Coaching Tips

Coaching tips are tactics, techniques, questions, and other useful tools that coaches have discovered in the coaching process.  If you have a Coaching Tip and would like to share it with everyone, send it to MarriageTeam and we will add it to the page.  Updates will be made on a periodic basis.

Coaching Tips From Marriage Team

You don’t need to have the answers, just the questions.
Resist the urge to give advice. Coach couples are not expected to the answers. What works for you might not work for your team. CMarriage coaches guide the team to discover its own solutions by facilitating the coaching process.

When you do not know what to say, ask a question.
Your careful observations and insights will enable you to ask questions that can have a significant impact. If you’re really stuck, you could ask, “What could we ask that would be most helpful to you right now?”

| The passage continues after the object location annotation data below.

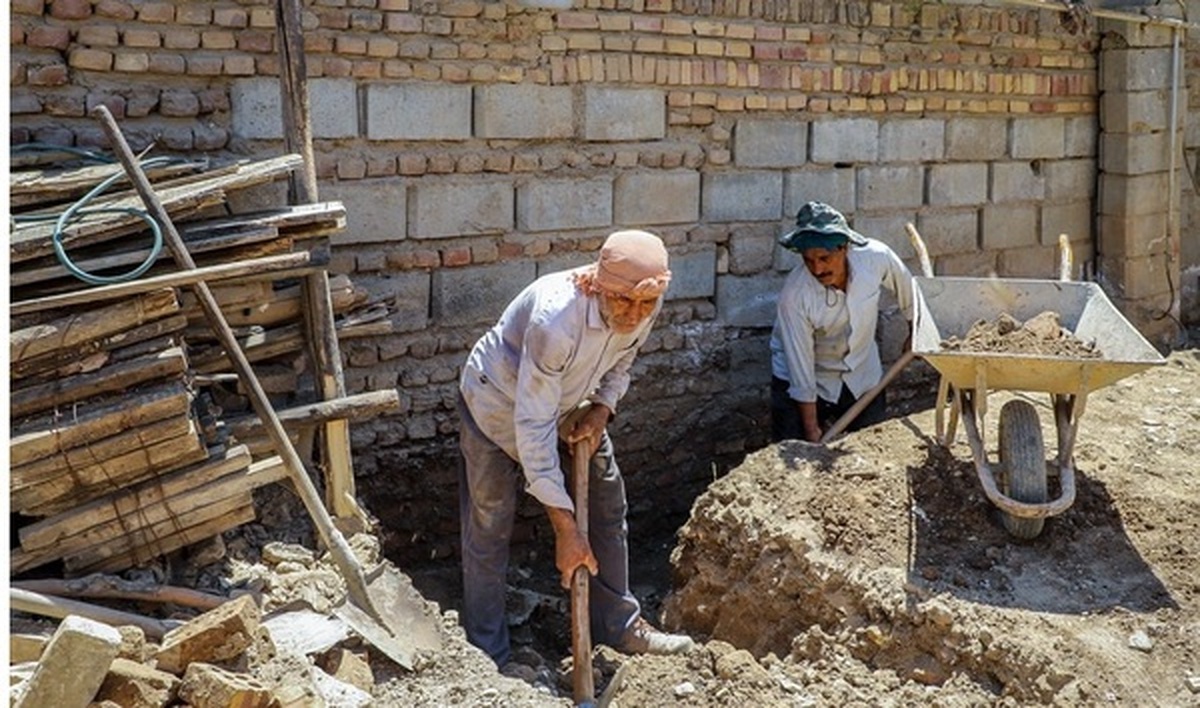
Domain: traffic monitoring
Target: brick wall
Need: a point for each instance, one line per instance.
(480, 144)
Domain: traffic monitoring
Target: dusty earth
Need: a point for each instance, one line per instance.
(871, 571)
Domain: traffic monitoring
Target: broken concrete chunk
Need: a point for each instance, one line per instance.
(136, 685)
(211, 687)
(73, 665)
(219, 635)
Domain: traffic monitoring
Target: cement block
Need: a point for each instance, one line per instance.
(1073, 219)
(1009, 226)
(834, 186)
(947, 232)
(255, 108)
(693, 274)
(478, 294)
(959, 184)
(744, 196)
(849, 139)
(1038, 138)
(624, 114)
(1135, 70)
(748, 301)
(1017, 181)
(1135, 154)
(418, 112)
(891, 187)
(72, 666)
(1081, 136)
(655, 198)
(523, 112)
(1069, 180)
(1133, 196)
(545, 204)
(1135, 112)
(769, 143)
(976, 138)
(376, 210)
(438, 210)
(912, 141)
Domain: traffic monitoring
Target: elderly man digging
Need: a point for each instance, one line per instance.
(568, 339)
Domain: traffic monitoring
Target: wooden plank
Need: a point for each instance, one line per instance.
(35, 240)
(52, 435)
(91, 355)
(119, 377)
(81, 526)
(79, 328)
(95, 453)
(84, 484)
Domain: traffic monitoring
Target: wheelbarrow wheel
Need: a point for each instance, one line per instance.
(1023, 459)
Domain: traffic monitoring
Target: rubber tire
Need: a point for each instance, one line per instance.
(1023, 459)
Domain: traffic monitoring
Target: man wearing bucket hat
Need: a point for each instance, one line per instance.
(823, 355)
(568, 339)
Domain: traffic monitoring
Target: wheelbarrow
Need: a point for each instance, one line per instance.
(1019, 484)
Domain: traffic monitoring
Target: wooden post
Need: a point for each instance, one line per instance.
(324, 352)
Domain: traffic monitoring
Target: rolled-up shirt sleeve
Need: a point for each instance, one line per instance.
(544, 359)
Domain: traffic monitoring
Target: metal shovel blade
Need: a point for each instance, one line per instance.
(406, 624)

You cannot fix a couple’s marriage.
You are creating an environment where teammates can reconnect and work on their issues so each one feels understood and has an opportunity to contribute to a solution.  If a relationship fails to improve or the couple decides to divorce, there is absolutely nothing you can do about it.

You are the mirror to reflect the team’s relationship back to them.
Coaches must be tough and identify the “elephants” in the room. Call it to the team’s attention as an observation and give them an opportunity to work on it in a safe environment.

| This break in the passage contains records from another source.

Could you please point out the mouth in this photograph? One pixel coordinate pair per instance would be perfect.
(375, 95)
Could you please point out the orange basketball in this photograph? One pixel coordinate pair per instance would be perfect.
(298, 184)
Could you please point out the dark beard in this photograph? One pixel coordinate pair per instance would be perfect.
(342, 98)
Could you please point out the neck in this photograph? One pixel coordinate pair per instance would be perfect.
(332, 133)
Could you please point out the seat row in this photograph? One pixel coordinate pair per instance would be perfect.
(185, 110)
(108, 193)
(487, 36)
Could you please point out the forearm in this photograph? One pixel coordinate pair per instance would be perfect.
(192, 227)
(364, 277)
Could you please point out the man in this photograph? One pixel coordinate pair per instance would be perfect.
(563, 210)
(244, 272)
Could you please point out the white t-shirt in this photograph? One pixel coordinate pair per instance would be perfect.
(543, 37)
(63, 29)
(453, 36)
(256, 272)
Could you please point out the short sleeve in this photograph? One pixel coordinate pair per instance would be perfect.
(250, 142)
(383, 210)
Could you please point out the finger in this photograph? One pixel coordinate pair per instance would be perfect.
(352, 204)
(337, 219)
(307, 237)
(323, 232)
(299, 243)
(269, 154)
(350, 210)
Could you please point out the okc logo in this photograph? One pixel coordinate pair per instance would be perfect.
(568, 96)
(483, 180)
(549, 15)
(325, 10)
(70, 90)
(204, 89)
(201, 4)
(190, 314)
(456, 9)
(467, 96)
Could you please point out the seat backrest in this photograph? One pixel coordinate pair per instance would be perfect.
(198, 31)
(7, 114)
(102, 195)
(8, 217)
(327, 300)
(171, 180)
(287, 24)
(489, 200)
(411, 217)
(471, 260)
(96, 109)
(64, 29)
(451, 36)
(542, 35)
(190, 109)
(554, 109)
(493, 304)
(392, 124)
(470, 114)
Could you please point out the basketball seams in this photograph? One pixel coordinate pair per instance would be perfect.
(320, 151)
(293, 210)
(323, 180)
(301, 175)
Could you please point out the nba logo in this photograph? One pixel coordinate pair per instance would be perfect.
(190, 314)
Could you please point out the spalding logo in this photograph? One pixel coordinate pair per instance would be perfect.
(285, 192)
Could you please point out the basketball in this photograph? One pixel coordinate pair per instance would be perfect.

All questions lead to the main issue facing the team.
This truism pertains to the marital inventory that each couple takes. We have found that it does not matter what question you ask in a given content area, the team’s discussion will very quickly gravitate to the main issue that is frustrating at least one of the players in that area and probably in the whole relationship.

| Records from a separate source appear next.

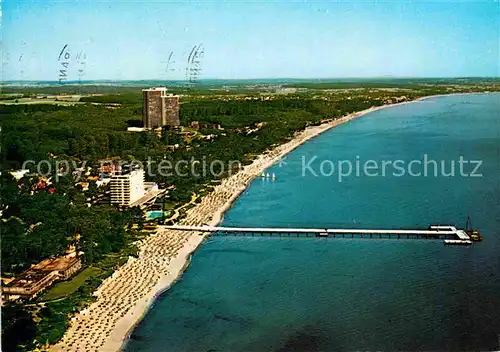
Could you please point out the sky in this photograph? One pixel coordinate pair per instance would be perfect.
(132, 40)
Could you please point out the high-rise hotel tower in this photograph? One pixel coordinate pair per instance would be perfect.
(159, 108)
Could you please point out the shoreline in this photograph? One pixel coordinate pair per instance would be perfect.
(107, 323)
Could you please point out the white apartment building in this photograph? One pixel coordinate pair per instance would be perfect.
(127, 187)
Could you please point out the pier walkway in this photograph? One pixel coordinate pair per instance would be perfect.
(450, 234)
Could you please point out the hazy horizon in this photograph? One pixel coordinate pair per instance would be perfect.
(176, 40)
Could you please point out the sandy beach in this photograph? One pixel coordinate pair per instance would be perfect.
(124, 298)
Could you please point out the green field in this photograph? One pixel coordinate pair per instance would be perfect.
(62, 289)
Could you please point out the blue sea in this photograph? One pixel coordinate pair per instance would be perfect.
(317, 294)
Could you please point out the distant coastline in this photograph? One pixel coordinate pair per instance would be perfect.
(210, 211)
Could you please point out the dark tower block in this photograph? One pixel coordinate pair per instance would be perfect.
(159, 108)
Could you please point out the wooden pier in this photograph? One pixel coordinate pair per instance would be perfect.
(450, 234)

Coaching Tips from Coaches

Follow the emotions. Paul and Cheryl Lantz
The emotions will lead to the root cause of the issues that the couple are facing.  Do not be afraid to have them get in touch with their feelings and share them with each other.

Put on the big boy/girl pants. Gordon and Lorna Dobberstein
This is a light hearted way of telling a teammate to buck up and do his or her part.  It can be shared as a direct observation or as a witness about a time when the coach had to take the right actions instead of letting his or her emotions control the response.